Yes, it is and Vermont cannot allow it to close. I cannot emphasize strongly enough how crucial the Brattleboro Retreat is to the people of northwestern Vermont. For those not familiar, Brattleboro Retreat houses 100% of Vermont’s inpatient psychiatric beds for children and 44% of Vermont’s inpatient psychiatric beds for adults. NMC refers children and adults with significant psychiatric health needs to the Brattleboro Retreat on a regular basis. They are an essential partner and, in many circumstances, our patients would have no other inpatient options if the Brattleboro Retreat closed. Getting patients accepted into psychiatric beds is already a burdensome challenge without a reduction in options. In addition, they provide a comprehensive range of outpatient mental health and substance abuse services which are critical to their region. They are also the largest employer in Windham County with 850 employees (nearly NMC’s size). Plus, the Vermont Association of Hospitals and Health Systems (VAHHS) points out that the State of Vermont itself would lose millions in Medicaid funding for the Vermont Psychiatric Care Hospital (VPCH) with the closure of Brattleboro Retreat. Closure cannot be an option.
As you may have seen in the media, the Brattleboro Retreat is in a very challenging and critical financial situation. They are working hard to adapt their organization to be sustainable so they can continue to care for their patients who come from all across Vermont. Recently, other hospital CEOs (chief executive officers) and I participated in a meeting with Brattleboro Retreat CEO Louis Josephson; Kevin Mullin who chairs the Green Mountain Care Board; Mike Smith, the Secretary of the Agency of Human Services; and others to better understand the situation and discuss the identification of a sustainable path forward.
It is so important to all of Vermont that a positive resolution is reached. I have seen possible closure described as having impacts that would be “incredibly difficult, expensive, and disruptive to manage.” Backing up patients in need of specialized inpatient psychiatric care in the Emergency Departments of Vermont’s hospitals is not the answer. It is not the right care environment for these patients’ needs. It puts everyone at risk and drives high expense. I understand why the Brattleboro Retreat has included closure as an option to consider, however, the rest of us in Vermont including our elected officials and the leaders of our agencies must step up and prevent closure. I know the Brattleboro Retreat team and the engaged stakeholders are working hard on this and I am optimistic about their ability to make this work.
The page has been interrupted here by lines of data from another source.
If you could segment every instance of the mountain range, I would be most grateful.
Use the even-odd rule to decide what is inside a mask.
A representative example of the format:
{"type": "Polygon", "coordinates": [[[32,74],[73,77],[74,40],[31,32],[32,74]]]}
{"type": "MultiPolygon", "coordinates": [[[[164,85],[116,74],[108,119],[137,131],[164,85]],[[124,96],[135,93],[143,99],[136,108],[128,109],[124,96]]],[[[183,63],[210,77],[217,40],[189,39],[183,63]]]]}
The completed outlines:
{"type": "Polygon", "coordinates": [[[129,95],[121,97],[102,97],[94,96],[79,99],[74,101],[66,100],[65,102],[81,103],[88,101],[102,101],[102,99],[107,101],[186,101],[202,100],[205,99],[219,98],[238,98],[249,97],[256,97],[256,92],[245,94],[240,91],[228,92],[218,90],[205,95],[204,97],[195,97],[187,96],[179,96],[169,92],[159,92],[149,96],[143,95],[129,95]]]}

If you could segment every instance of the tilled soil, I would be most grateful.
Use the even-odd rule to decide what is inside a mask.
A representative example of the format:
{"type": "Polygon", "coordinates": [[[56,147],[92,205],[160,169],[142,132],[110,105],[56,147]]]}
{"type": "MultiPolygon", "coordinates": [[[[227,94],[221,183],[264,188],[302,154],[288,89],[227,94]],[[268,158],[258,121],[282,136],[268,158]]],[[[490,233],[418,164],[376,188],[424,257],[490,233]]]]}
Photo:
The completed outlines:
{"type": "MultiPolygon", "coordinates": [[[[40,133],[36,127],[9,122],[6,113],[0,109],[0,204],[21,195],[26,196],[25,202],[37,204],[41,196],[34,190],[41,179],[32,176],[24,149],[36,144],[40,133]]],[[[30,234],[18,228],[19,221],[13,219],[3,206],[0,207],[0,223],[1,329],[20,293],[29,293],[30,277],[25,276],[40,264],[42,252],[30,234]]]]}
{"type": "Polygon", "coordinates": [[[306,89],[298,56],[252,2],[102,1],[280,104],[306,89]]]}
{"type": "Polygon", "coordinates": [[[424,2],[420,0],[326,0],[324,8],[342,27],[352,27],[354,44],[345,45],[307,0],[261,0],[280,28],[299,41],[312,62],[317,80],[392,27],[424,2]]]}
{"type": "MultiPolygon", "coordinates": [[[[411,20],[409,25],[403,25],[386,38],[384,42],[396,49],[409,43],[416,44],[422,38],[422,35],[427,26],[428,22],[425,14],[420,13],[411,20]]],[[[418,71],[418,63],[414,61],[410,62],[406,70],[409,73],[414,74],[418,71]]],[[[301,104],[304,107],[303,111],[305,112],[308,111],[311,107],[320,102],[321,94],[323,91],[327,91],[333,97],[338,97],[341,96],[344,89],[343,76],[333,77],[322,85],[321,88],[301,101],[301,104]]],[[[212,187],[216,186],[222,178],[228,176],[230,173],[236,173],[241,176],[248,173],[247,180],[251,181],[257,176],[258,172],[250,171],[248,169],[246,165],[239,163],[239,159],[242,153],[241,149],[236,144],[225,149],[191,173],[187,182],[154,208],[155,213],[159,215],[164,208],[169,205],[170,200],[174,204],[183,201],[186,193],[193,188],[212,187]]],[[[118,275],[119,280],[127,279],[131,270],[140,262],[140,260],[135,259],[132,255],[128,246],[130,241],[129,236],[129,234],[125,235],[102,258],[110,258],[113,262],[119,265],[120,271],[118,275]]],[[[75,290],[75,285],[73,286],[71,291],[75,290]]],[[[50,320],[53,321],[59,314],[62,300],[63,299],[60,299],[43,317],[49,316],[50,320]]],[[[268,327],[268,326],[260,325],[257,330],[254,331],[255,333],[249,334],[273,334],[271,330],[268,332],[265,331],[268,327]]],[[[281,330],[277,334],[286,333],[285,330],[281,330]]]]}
You have seen that Springfield Hospital has entered bankruptcy proceedings and are now watching the Brattleboro Retreat press to stay open. This illustrates the difficulties facing rural Vermont hospitals all across the state. I have shared with you NMC’s own efforts to have revenues meet expenses as we transform from fee-for-service to capitated population health. It is incredibly challenging and I am impressed by the effort our Board, our Medical Staff, our Leadership and Management, and our staff are all putting in to containing expenses while continuing to push for higher quality, better access, and an exceptional patient experience. Even though we are comparatively stronger from a financial standpoint, we still must be hyper-attentive to our own sustainability as the criticality of the situations for hospitals is real.
Please join me in being a voice for Vermont’s efforts to maintain the services of the Brattleboro Retreat. All our communities need proper access to inpatient psychiatric care and Brattleboro Retreat is a crucial and essential resource for all Vermonters.